Google's new AI is able to pick out voices in a crowd

Google works out a fascinating, slightly scary way for AI to isolate voices in a crowd

Google works out a fascinating, slightly scary way for AI to isolate voices in a crowd

Even though you may not know the location of where your friend is standing, his or her voice has a certain pattern which you can immediately recognise irrespective of the noisy crowd around you. Parts of the speeches and lectures with no background sound and just a single person in view were then extracted to generate videos of a cocktail party type environment, with non-speech background noise obtained from AudioSet.

The Google development team trained its neural network model in order to recognize individual people's voices.

According to the blog post, the researchers developed this model by gathering 100,000 videos of "lectures and talks" on YouTube, extracting almost 2,000 hours worth of segments from those videos featuring unobstructed speech, then mixing that audio to create a "synthetic cocktail party" with artificial background noise added. This would be a particularly big convenience for videos recorded in noisy environments that may at times make it hard to hear the speaker.
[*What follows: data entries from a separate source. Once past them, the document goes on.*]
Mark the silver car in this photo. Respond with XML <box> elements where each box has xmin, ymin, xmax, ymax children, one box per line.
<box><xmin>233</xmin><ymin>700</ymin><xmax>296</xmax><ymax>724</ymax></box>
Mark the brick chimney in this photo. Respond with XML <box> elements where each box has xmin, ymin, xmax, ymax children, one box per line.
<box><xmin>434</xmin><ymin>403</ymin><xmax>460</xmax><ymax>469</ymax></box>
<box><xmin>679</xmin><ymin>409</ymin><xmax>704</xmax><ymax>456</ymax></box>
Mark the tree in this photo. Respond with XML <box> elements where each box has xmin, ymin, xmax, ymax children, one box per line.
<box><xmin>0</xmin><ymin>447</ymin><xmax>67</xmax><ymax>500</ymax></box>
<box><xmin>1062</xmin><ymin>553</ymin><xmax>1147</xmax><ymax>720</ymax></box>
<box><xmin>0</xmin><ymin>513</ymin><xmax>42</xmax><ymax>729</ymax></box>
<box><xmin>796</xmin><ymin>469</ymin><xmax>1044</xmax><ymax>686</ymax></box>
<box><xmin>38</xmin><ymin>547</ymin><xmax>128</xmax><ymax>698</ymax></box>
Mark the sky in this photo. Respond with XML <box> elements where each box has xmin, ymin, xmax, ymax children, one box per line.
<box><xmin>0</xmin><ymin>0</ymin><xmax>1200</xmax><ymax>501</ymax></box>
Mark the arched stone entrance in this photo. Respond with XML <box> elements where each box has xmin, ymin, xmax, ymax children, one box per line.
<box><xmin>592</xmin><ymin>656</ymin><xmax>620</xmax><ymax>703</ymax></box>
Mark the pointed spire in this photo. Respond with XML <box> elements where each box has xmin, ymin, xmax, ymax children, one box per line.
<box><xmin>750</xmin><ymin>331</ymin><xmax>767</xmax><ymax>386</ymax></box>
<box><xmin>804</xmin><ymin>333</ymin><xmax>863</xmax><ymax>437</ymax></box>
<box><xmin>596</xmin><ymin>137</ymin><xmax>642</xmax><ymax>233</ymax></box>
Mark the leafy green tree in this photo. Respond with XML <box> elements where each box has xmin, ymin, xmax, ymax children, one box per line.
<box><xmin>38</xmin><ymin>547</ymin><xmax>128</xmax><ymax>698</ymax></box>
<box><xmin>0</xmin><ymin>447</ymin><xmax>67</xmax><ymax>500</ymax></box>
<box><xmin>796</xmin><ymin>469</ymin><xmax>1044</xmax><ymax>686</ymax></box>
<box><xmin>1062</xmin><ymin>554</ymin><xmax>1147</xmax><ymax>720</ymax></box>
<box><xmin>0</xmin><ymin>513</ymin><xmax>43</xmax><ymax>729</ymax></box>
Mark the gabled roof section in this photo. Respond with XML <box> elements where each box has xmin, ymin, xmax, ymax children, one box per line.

In the test clip from above, Google has managed to separate the voices of the two stand up comedians from the crowd (and each other) by recognising their faces and generating an audio track for that particular individual's speech. Google looks at the movements of the person's mouth and correlates that with the sounds that are produced as the person is speaking.

"The visual signal not only improves the speech separation quality significantly in cases of mixed speech (compared to speech separation using audio alone, as we demonstrate in our paper), but, importantly, it also associates the separated, clean speech tracks with the visible speakers in the video".

In its Developer Blog, Google writes about the feature that it is "an entirely new way to explore books by starting at the sentence level, rather than the author or topic level". The AI tracks a person and their voice even when their face is obscured with a waving hand or a microphone. The experiment also means that newer technological features are coming soon to enhance user experience. China could easily implement something like this on a mass scale, considering how it has been using facial recognition technology to compromise law-breakers in the country.